Euromen In Real Life


The street style trend is something I always tend to think about in quotation marks. I just don’t, you know, “get” it. The very idea that some random body in an expensive number walking down the street should be regarded as some sort of influencer is a little too Warholian-utilitarian for me. At the same, I’m also a little bit like “take my picture, Tommy Ton; I’m ready for you.” It’s difficult to decide what (or who) should qualify what. I knew coming into this—at the end of this season’s men’s shows—that I wanted to do a men-in-real-life piece, but I didn’t know how to approach it. I also didn’t know what men in real life were wearing.

This very millennial quandary (“millenial” in quotes, too) led me to my friend and photographer Melodie Jeng. Jeng, whose photographs have appeared in publications such as The New York Times, Elle and Details, just got back from a three city European tour to catch the tail end of the male extravaganza.

Joshua Glass: You’re a trained studio photographer – how did you get involved in street style?

Melodie Jeng: It started as a personal passion that just became what I do every day. When I first moved here, I was 18, and I just went outside the tents because I was really nervous and, to be honest, I just really wanted to get a picture of girls like Freya and Karlie Kloss. Then I would go home and post them on Facebook. I guess I just gained some steam after that, but all I really was interested in was taking a nice photo, you know, making them look good. Now I’m still secretly a fan of the models and designers, but being right there next to them normalizes them.

Joshua: Objectively, it seems kind of easy, no? Just snapping a photo of someone dressed well on the corner. What area some of the challenges we might not realize?

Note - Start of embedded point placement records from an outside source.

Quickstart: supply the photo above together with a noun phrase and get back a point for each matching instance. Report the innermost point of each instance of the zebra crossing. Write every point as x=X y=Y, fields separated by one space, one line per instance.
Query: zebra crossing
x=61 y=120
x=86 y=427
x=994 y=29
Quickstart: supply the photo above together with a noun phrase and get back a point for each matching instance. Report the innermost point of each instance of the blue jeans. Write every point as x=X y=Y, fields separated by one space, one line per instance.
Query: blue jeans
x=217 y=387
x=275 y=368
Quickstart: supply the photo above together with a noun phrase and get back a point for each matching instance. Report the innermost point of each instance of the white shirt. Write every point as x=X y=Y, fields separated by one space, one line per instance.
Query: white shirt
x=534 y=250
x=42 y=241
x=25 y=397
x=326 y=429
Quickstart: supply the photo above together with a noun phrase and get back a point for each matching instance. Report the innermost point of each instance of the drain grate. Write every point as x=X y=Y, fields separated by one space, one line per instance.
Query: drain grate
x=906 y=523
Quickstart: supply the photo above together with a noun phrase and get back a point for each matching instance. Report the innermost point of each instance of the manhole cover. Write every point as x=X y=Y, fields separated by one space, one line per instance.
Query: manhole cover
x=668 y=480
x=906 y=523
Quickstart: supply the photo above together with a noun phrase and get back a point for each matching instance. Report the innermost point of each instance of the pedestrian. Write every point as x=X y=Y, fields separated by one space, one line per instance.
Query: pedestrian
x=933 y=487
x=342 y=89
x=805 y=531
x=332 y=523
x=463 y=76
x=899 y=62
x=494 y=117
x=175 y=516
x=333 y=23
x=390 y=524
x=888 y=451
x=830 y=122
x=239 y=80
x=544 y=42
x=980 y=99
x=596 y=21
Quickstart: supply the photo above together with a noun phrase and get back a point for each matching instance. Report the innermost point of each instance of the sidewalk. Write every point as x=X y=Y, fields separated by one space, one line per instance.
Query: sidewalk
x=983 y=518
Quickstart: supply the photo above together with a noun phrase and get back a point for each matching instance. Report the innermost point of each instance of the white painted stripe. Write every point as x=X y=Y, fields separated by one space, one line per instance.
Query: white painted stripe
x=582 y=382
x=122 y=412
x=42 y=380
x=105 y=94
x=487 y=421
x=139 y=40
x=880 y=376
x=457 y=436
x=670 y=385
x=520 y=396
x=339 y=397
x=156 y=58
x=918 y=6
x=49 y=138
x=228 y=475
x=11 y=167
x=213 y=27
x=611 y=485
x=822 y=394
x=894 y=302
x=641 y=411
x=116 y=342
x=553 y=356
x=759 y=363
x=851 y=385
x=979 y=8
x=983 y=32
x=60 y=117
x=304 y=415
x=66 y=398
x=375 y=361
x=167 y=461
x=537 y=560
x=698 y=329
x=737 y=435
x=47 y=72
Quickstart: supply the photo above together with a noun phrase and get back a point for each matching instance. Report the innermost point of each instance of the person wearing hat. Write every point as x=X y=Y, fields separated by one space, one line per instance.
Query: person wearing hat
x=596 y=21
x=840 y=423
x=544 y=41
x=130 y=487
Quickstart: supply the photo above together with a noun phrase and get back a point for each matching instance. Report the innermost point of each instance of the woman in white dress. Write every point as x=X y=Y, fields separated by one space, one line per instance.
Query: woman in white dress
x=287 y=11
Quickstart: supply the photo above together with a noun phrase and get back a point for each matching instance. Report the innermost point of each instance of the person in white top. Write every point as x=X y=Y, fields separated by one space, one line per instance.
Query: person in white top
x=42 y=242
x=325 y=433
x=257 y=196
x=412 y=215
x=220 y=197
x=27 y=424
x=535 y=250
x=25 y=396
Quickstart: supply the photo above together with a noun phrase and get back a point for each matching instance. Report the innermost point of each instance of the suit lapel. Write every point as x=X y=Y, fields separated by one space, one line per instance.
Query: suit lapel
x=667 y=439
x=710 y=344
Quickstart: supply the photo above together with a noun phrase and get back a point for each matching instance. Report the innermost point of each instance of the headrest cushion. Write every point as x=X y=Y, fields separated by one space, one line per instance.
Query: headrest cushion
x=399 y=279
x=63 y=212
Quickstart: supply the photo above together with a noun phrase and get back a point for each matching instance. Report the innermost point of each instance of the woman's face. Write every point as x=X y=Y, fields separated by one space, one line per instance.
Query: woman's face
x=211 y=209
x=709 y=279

Melodie: Street style requires a… different mindset. When I was in Paris, I made friends with a bunch of the bloggers. I got the impression from them that maybe they’ll end up turning something like this into a job, but that it didn’t matter. It seemed like they were taking photos just for the passion. They didn’t have fancy cameras, and were more focused on just snapping a photo, than the technical. It’s very instinctual. Things happen fast so you have to be ready to run, and at the same time, sometimes there are days that you just spend all day waiting.

Joshua: In New York you mostly take photos around the city. How was it going to a very fashion-centralized place to take photos?

Melodie: When you go to all the fashion weeks you do end up with a lot of content, but, I did miss more of that ‘every day’ sense. If it’s too much fashion week stuff, then it’s not really real. It feels like you’re clinging onto some sense of surrealism that isn’t really there.  It is where the trends start though, but I guess that’s the idea of the ‘new’ street style, where it’s decided from the top but based from the ‘bottom’ which is actually just the path right next to the runway. I prefer to shoot people that aren’t just there to be photographed. Sometimes I obviously have to shoot the top editors, but I like people that aren’t peacocking too much.

Joshua: Do you think that ruins it?

Melodie: It’s just becomes this new genre of faux realism. It’s hard to say, because I know it’s not really real. It’s just become the norm. I’ve been trying to think of myself of more of a documentary photographer, because I’m documenting how different societies dress and move. When I’m doing fashion week stuff I try to take into account all the other parts of the spectical – sometimes critical things like all the photographers behind a street style star. I try not to get too involved into the hype.

Joshua: What are some of the trends you saw in the streets?

Melodie: Definitely a lot of statement scarves. It was obviously very cold, but European men aren’t afraid to be bold with their neckwear.  It’s funny because I guess it started as a women’s trend, but I saw a lot of men wearing their jackets caped over their shoulders. Also a lot of snap backs – especially in Paris where the crowd was younger.